In a letter to Turkish human rights activist and pro-Kurdish Peoples’ Democratic Party (HDP) deputy Ömer Faruk Gergerlioğlu, Önder Bozkurt told the story of how he and his wife Fatma were detained together with their toddler and 4-year-old son on February 19, 2018 and the ill-treatment and torture that followed.
The couple was detained on trumped-up charges of membership in the Gülen movement — a faith-based dissident group that has long been persecuted by Turkish President Recep Tayyip Erdoğan — based on witness testimony and accusations of using a messaging app that was available at the Apple and Google app stores.
Fatma Bozkurt, a primary school teacher, remained in detention for six days without being given anything other than water, forcing her to stop breastfeeding her daughter. She was subjected to ill-treatment by police officers who made her stand still for hours and constantly insulted and cursed at her.

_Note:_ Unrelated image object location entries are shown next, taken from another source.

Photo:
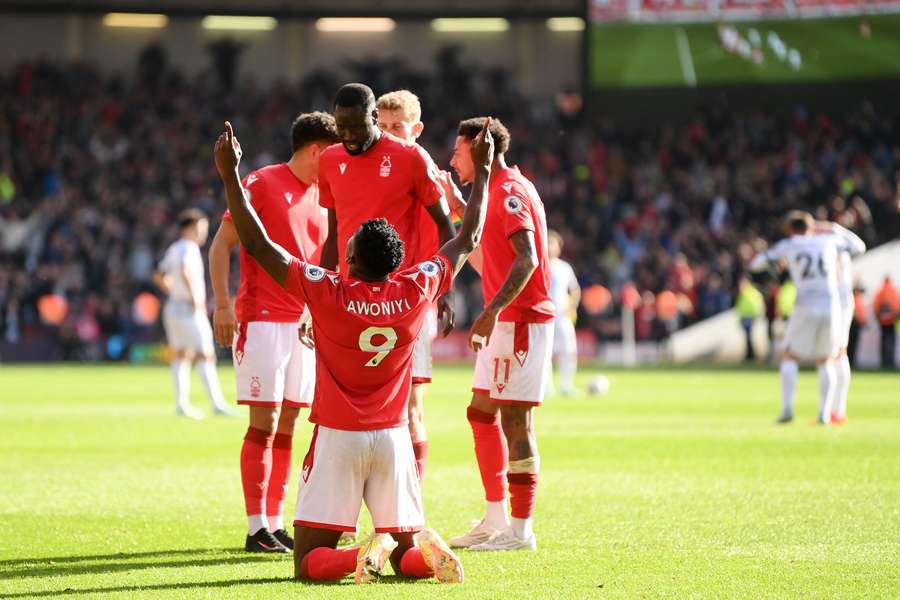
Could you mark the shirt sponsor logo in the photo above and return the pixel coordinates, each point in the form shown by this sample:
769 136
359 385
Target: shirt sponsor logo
378 309
512 204
314 273
430 268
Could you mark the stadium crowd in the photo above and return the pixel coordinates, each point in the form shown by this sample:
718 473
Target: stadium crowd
94 168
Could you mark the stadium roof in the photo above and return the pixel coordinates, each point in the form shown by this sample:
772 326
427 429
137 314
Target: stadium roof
310 8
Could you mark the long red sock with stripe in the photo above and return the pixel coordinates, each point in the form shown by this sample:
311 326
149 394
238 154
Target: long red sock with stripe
420 450
256 466
491 451
412 564
328 564
282 446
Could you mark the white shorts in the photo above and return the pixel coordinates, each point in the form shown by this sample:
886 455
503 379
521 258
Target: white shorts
271 365
187 329
813 335
514 368
421 372
343 468
564 340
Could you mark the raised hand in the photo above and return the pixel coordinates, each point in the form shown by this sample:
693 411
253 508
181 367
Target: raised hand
483 147
228 151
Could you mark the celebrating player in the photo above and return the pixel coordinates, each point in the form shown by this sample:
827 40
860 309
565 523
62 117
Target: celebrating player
275 373
514 337
366 323
814 328
566 294
400 114
180 276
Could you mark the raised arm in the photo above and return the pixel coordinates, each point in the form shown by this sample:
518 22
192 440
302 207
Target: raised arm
458 248
220 250
274 259
329 250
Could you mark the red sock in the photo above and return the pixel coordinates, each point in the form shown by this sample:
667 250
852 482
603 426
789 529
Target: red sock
328 564
413 564
420 449
281 474
491 452
256 465
522 490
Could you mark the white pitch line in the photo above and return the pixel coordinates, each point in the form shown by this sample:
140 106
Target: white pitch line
684 56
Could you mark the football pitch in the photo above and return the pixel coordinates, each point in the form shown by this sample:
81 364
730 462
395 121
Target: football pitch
674 485
636 55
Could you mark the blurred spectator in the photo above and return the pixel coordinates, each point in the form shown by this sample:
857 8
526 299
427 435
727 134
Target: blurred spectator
860 320
886 307
750 306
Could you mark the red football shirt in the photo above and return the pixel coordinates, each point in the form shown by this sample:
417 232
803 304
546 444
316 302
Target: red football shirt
514 205
365 334
289 210
392 179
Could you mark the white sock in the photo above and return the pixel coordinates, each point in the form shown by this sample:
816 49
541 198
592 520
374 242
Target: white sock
523 528
276 522
568 364
181 377
255 523
843 386
497 514
210 378
789 371
827 377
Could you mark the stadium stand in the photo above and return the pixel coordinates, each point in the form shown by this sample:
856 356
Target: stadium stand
94 168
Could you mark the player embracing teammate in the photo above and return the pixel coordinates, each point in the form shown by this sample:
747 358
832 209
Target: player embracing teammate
366 322
379 171
815 330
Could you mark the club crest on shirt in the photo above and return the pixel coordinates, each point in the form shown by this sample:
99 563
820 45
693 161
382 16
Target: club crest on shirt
430 268
314 273
512 204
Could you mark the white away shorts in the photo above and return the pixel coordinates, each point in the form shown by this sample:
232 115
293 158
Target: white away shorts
271 366
421 372
564 340
514 368
343 468
187 329
813 335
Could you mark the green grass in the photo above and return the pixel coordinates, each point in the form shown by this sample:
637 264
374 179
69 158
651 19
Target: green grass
675 485
634 55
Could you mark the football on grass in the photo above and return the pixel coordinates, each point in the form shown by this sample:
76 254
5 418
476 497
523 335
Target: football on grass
598 386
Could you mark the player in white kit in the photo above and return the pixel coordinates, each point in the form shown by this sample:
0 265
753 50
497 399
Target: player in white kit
180 275
814 328
842 363
566 294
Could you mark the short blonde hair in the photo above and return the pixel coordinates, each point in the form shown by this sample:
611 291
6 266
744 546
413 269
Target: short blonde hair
404 101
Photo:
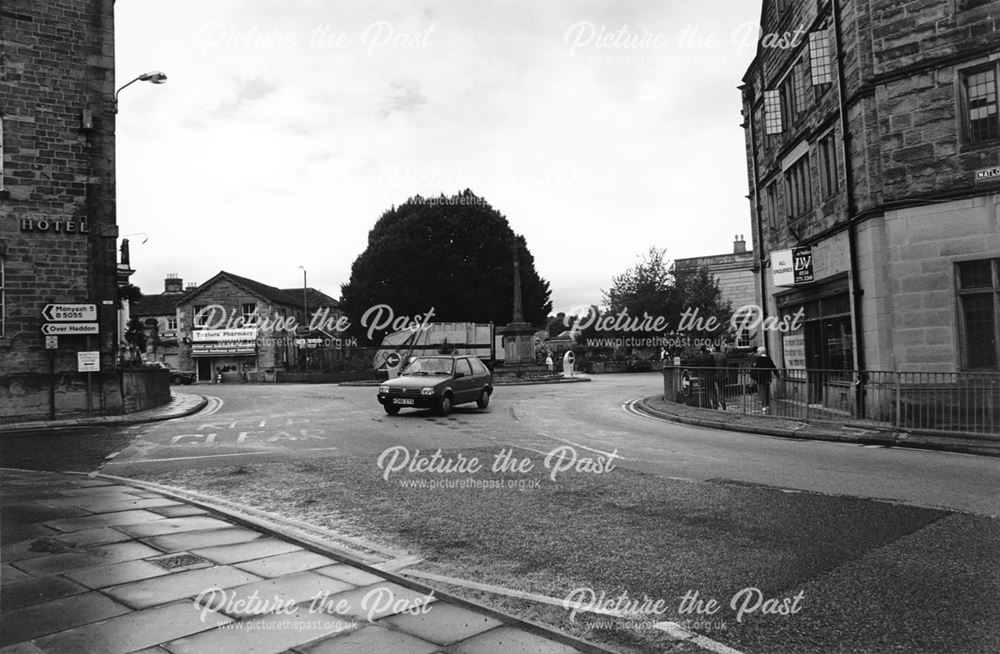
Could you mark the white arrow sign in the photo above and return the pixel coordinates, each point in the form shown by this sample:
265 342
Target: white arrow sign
69 328
69 312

Her husband, Önder Bozkurt, a biology teacher, also reports being subjected to ill-treatment and torture for hours. He says he was not able to report the torture because the police officers threatened him with harming his wife if he did. He said he had recounted the torture and ill-treatment they had been subjected to during a hearing in court. “Yet they took no action,” he says. After being put in prison, they decided to send their children to their family home due to the dismal conditions in the prison.

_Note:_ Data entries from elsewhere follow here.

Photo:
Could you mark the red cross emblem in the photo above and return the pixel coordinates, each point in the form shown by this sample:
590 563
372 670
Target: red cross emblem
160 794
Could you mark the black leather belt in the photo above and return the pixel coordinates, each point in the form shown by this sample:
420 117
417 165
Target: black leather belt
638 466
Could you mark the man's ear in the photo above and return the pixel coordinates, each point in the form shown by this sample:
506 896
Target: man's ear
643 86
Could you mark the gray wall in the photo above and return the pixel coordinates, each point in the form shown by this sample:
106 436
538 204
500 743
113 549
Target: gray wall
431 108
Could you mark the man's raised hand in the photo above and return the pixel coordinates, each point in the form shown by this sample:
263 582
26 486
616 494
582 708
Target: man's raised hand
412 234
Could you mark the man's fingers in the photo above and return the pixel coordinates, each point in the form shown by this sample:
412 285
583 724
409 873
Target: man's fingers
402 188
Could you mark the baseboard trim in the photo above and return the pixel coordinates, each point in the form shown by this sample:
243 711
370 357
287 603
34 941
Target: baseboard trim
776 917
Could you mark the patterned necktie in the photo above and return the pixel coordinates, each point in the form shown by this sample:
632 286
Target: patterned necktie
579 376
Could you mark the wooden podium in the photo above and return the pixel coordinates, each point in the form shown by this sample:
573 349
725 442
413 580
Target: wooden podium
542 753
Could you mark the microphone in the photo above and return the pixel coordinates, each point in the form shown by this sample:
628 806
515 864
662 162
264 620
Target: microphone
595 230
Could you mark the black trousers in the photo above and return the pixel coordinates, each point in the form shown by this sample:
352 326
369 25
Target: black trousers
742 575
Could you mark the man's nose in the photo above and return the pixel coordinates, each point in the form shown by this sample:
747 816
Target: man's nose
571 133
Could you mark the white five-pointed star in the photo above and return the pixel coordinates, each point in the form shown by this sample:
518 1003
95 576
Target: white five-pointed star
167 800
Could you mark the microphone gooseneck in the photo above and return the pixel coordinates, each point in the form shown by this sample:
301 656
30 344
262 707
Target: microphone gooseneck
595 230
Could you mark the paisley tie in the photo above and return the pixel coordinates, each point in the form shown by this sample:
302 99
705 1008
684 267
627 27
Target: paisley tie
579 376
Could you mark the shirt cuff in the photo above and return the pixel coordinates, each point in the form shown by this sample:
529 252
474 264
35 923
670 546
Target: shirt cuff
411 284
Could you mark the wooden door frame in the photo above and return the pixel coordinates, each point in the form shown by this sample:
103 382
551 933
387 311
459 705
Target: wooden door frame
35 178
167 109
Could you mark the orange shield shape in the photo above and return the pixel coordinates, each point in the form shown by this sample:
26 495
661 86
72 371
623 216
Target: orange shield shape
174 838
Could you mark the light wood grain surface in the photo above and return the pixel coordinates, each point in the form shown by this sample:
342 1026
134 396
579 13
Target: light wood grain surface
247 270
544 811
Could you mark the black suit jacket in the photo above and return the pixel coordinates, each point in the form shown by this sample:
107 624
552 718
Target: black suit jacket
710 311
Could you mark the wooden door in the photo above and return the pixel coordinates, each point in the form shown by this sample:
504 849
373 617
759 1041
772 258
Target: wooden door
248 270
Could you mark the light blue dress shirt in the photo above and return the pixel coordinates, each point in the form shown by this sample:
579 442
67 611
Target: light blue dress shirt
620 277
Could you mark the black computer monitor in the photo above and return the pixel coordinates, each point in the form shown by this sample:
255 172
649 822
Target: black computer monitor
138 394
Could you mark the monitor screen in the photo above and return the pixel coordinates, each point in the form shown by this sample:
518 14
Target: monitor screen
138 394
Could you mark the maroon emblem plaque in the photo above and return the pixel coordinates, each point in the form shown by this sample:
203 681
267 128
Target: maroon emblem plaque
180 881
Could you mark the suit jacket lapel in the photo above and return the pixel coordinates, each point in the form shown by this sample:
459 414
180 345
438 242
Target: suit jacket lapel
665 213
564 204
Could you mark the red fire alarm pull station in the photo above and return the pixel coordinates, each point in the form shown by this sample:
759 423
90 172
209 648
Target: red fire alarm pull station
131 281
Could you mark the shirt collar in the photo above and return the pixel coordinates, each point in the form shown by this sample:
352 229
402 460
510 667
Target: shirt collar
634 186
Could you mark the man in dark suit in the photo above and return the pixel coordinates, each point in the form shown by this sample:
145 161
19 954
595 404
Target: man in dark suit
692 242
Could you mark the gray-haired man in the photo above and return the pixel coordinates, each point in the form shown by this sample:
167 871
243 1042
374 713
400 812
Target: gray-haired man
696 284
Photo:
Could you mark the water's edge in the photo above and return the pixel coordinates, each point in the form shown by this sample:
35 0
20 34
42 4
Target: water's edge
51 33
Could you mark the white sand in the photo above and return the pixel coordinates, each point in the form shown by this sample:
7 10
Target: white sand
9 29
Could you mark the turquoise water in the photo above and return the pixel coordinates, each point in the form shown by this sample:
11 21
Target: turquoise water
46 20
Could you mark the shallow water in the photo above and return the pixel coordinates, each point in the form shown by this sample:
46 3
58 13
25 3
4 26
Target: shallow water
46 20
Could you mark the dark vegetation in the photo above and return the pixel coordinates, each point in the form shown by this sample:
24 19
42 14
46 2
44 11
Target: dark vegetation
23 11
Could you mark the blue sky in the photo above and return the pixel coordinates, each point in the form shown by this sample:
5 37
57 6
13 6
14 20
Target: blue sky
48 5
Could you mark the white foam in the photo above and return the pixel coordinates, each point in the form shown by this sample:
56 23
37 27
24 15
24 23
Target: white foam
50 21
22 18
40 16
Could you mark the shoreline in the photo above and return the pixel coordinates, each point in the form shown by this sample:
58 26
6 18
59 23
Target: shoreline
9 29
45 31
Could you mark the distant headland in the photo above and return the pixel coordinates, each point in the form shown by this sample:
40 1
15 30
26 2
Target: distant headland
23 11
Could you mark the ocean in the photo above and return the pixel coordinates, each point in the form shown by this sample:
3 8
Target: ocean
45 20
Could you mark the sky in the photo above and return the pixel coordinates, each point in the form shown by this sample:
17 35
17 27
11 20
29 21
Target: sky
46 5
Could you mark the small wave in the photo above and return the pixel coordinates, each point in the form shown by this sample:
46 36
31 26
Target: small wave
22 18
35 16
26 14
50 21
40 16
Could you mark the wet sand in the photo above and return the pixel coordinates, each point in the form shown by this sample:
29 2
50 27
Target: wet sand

In the end, the couple were both sentenced to 10 years’ imprisonment for “membership in an armed terrorist organization.” Önder Bozkurt says his wife’s sentence was especially outrageous because both of the prosecution’s witnesses recanted their testimony, one of them admitting to having testified under duress and the other to slandering her.
Separation from each other and their children took a heavy toll on the couple. As a mother, Fatma Bozkurt was especially affected. Both of the youngsters have experienced psychological problems. The oldest child even refused to go to kindergarten. Fatma Bozkurt has asked that she be released under judicial supervision to support her children, but all her requests have been denied.
The final blow to the couple came with the COVID-19 pandemic. Apart from the fact that the Bozkurt couple could not benefit from a recently enacted release bill aimed at mitigating the pandemic’s spread in the country’s overcrowded prisons because the authorities explicitly excluded political prisoners from its scope, pandemic-related measures have hit them especially hard.
As part of the measures visitations were suspended both inside and outside the prison, and as a result, the couple has not been able to see each other for the last couple of months. Away from her children and husband, Fatma Bozkurt has suffered serious psychological problems. She is utterly devastated by the separation. Her husband has appealed to human rights activist Gergerlioğlu in the hope that their plight might be heard and that at least his wife can be released to care for their children.